The CPA has consistently opposed privatisation and deregulation. In 
addition we encourage the cooperative movement to cover production, 
marketing, processing and the procurement of farm equipment.

A restructuring of the home market for agricultural products would 
encourage grower co-operatives and grower-consumer markets, cutting out 
unnecessaary middlemen.

The Federal Government must protect farmers against exploitation by 
agribusinesses and the monopolies. It should guarantee stable farm prices 
which ensure that the costs of production are covered. The prices of farm 
equipment and fertilisers and chemicals should be controlled.

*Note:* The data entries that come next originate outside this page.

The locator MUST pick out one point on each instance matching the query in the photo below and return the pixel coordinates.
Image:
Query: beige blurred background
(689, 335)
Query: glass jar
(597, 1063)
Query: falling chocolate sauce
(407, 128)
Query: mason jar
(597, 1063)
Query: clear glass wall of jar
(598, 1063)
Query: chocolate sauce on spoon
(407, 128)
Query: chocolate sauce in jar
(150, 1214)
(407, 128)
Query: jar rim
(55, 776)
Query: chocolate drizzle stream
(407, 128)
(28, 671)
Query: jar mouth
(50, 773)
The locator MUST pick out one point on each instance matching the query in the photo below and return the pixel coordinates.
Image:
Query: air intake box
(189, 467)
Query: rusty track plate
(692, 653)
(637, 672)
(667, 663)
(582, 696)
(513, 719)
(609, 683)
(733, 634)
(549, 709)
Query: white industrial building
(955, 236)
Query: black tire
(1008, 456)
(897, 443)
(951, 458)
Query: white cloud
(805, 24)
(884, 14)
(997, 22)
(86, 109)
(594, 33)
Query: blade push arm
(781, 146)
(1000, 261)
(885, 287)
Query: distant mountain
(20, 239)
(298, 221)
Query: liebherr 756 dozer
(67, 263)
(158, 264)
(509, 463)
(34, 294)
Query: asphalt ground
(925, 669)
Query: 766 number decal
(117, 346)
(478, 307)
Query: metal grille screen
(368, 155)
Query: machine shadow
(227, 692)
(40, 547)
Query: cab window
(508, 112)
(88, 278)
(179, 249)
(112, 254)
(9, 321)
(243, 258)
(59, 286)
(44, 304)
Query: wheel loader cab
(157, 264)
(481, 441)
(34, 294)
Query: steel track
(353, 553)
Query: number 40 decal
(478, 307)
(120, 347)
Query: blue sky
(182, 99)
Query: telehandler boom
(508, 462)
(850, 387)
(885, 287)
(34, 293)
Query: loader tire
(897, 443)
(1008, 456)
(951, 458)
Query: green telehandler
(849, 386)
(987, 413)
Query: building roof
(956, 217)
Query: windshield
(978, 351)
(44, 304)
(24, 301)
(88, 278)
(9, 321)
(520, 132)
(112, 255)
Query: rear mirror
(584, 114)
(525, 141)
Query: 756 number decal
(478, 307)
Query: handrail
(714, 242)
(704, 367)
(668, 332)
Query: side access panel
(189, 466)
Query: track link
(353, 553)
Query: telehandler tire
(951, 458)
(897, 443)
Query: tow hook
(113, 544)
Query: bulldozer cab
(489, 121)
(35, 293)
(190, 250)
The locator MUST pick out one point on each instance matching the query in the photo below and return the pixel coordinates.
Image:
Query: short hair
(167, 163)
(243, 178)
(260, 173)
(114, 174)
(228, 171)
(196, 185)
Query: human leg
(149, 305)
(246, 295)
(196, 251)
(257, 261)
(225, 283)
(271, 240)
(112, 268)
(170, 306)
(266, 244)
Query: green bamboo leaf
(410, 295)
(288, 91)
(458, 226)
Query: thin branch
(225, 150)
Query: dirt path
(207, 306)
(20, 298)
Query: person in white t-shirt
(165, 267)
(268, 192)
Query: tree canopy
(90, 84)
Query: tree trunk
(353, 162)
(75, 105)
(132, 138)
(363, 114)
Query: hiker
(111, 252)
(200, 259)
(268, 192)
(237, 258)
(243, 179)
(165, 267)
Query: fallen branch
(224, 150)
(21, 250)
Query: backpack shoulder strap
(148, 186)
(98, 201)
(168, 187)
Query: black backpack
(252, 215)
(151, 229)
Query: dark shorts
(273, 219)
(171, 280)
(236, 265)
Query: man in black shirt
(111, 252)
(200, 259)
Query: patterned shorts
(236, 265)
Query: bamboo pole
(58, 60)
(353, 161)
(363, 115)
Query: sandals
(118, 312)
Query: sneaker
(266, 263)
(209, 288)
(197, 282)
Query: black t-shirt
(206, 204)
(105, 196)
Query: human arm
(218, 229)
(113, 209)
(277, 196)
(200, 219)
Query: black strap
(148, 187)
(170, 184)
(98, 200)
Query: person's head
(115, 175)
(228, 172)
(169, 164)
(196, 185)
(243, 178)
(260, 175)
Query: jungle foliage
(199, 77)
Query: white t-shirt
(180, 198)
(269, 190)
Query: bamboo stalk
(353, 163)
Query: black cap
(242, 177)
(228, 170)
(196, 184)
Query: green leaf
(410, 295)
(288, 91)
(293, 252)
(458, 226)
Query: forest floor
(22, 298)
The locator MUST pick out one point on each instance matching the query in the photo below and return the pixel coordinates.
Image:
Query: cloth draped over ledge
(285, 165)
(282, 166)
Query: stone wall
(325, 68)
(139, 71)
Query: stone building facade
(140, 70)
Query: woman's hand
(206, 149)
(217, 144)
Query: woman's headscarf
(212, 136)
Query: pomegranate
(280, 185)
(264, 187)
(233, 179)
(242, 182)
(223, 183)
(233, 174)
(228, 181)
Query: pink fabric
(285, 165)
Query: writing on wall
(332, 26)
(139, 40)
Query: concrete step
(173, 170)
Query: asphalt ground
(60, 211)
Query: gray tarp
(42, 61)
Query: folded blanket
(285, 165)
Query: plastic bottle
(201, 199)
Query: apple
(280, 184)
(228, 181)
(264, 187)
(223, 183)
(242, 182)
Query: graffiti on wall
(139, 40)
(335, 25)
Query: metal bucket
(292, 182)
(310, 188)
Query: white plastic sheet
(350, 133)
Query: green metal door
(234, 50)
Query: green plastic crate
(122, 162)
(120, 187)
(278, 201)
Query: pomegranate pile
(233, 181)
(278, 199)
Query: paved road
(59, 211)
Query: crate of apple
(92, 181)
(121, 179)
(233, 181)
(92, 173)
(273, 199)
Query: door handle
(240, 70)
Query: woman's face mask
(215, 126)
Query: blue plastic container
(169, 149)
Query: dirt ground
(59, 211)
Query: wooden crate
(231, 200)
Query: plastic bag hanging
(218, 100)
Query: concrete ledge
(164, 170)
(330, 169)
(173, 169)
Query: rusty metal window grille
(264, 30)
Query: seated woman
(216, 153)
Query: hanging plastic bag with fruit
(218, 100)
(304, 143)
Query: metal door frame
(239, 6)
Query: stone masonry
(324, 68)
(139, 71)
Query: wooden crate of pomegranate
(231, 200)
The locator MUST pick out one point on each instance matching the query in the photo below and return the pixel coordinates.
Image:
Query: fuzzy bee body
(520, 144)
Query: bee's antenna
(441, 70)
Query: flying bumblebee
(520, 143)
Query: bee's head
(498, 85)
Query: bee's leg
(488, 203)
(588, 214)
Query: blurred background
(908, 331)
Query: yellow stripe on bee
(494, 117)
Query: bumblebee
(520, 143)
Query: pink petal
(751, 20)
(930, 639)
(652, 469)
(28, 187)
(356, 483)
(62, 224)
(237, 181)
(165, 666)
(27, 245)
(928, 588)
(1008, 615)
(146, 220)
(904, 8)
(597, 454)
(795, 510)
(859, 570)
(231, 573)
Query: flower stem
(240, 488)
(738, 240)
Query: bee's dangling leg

We have a number of other policies the aim of which is to ensure a viable 
economy for farmers with a standard of living not less than that available 
to those in cities.

G: Rural and regional areas  especially in NSW  have 
traditionally been the stronghold of the National Party. What chance does 
the CPA stand of attracting votes in these areas?

GL: Everything John Howard has done to rural Australia has 
been achieved with the full support of the National Party MPs, which proves 
that they no longer represent rural Australia, but rather the agribusiness 
corporations, often foreign owned.

And we see the Nationals being punished for that, with massive swings 
against them in the last NSW and the QLD State elections. Most of those 
votes went to independents and minor parties including One Nation.

Many oppose privatisation and deregulation and we need to get the message 
out that that is the stand of the CPA too. Furthermore, our other policies 
would go a long way to transforming the situation for the struggling 
farmers and their families. They would really lift the prospects for 
country towns as well.

This is why it is so important for the CPA to stand a Senate ticket. It 
gives everyone in NSW an opportunity to vote for progressive candidates 
with policies that benefit the vast majority of people wherever they are  
the working people on the land, in country towns and in the cities.